Police and the security services have foiled a terrorist plot to launch a poison gas attack in Britain.
A plan to use a highly toxic chemical called osmium tetroxide was uncovered after communications between terror suspects were monitored.
The chemical compound, which can be bought on the Internet for £17 a gram, attacks the eyes, turns the skin black and causes victims to choke to death in agony.
Anti-terror chiefs fear the target for an attack could have been the London Underground system, Gatwick Airport or a crowded public area such as a shopping centre.
Experts say the chemical could have been "piggy-backed" on to a conventional bomb which would disperse the invisible fumes into a crowd of people.
As they died victims would have suffered asthma-like symptoms known as "dryland drowning".
Suspects' conversations were eavesdropped at the GCHQ electronic listening centre and police moved to disrupt the alleged plot at an early stage before any osmium tetroxide was obtained.
While al Qaida has included plans for chemical attacks in training manuals, it has so far used conventional devices and the use of poison gas would have marked a new departure in its strategy for causing chaos.
Andy Oppenheimer, a nuclear, biological and chemical weapons expert for Jane's Information Group, said osmium tetroxide was an unusual choice as a chemical weapon but it could kill.
He said if terrorists were going to use it they would be likely to do so in a small bomb in a confined space.
"You can't get hold of barrels of this stuff but if you were going to set off a small device and frighten people you wouldn't really require that," he said.
"You don't think of it being used in a bomb, but you would get dispersal of the chemical in a bomb and in an enclosed space it would harm people. If people breathed in enough gas in an enclosed space they could die."
Mr Oppenheimer said the main impact of such a bomb would be to spread panic.
"It would be used to up the ante, to frighten people. It's just the very idea that anything could be used even if it was a common chemical.
"There really is a growing threat of terrorists getting hold of this sort of material.

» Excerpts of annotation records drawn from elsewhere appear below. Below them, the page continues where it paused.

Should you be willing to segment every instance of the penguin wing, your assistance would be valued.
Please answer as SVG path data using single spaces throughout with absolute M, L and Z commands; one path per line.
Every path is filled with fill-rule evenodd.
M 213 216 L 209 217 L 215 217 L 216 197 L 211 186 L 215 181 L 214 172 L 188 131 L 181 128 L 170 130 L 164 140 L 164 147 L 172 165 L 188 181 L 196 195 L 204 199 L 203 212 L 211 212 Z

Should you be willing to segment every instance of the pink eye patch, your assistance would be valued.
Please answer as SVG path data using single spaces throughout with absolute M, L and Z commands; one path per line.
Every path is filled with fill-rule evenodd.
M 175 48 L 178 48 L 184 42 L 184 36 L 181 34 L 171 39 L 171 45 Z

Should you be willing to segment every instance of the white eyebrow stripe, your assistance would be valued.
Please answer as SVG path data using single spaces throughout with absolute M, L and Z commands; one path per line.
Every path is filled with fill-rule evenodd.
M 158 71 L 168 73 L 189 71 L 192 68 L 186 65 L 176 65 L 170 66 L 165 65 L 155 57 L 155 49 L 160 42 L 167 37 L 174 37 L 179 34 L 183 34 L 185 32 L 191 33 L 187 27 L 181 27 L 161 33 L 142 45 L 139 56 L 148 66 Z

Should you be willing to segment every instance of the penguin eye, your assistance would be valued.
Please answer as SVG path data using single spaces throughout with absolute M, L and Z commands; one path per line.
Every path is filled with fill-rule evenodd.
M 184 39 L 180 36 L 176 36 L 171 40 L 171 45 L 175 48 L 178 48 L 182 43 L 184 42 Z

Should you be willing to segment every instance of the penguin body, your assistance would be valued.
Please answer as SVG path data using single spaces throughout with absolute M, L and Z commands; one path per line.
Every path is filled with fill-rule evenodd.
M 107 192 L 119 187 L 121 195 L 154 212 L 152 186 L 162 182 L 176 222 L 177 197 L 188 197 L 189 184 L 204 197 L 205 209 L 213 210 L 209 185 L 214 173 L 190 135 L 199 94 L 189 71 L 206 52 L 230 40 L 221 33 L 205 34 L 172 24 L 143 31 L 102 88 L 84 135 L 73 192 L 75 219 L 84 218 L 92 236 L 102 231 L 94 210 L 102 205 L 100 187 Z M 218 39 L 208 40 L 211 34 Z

"There are so many chemicals that could be used."
Conservative homeland security spokesman Patrick Mercer said: "There is no doubt that terrorists are very keen on looking at biological and chemical weapons."
Liberal Democrat leader Charles Kennedy said reports of the plot were "very troubling".
"It is reassuring at the same time, obviously, that apparently the security and intelligence services have been able to foil something," he said.
"Thank goodness success appears to have been achieved."
But the security services faced an "almost impossible conundrum", added Mr Kennedy. "You want to be able to inform people for reassurance purposes that the closest possible surveillance and infiltration does take place.
"You don't, of course, want to compromise your sources and at the same time you don't want to engender unnecessary alarm which cuts across our civil liberties."
Alastair Hay, professor of environmental toxicology at Leeds University, said there was a need for the Government to tell people what the risks of chemicals are.
He said: "There is a real need for the Government to engage with people and say that this is what could happen, what the response of the authorities would be and what should people do.
"The Government is probably nervous about worrying people but, equally, people get worried if they don't know what is going on."
l A 17-year-old arrested during a series of anti-terror raids across south-east England was charged yesterday with conspiracy to cause explosions. Extensions of the custody period have been granted for a further eight men held under the Terrorism Act.